Schepaschenko, Dmitry, McCallum, Ian, Shvidenko, Anatoly, Fritz, Steffen, Kraxner, Florian, Obersteiner, Michael
Journal of land use science 2011 v.6 no.4 pp. 245-259
agricultural land, biogeochemical cycles, data collection, forests, land cover, land use, models, remote sensing, statistics, Russia
Despite being recognized as a key baseline dataset for many applications, especially those relating to biogeochemical cycles, land cover products in their current form are limiting. Typically they lack the thematic detail necessary for driving the models that depend upon them. This study has demonstrated the ability to produce a highly detailed (both spatially and thematically) land cover/land use dataset over Russia – by combining existing datasets into a hybrid information system. The resulting dataset contains detailed subclasses of land cover and attributes necessary for biogeochemical modeling.

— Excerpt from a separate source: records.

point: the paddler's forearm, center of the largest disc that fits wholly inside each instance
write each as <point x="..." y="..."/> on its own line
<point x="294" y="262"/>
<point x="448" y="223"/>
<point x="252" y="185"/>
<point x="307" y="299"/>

In lieu of suitable validation data, a confidence map was produced creating six classes of confidence in the agreement between the various remote sensing and statistical datasets. In specific regions, a significant difference between the remote sensing products and the official statistics was observed. For example, in the northwest of Russia the statistics appear to be underreporting the amount of forest land which has likely been increasing in recent decades because of encroachment of forests on abandoned marginal agricultural land.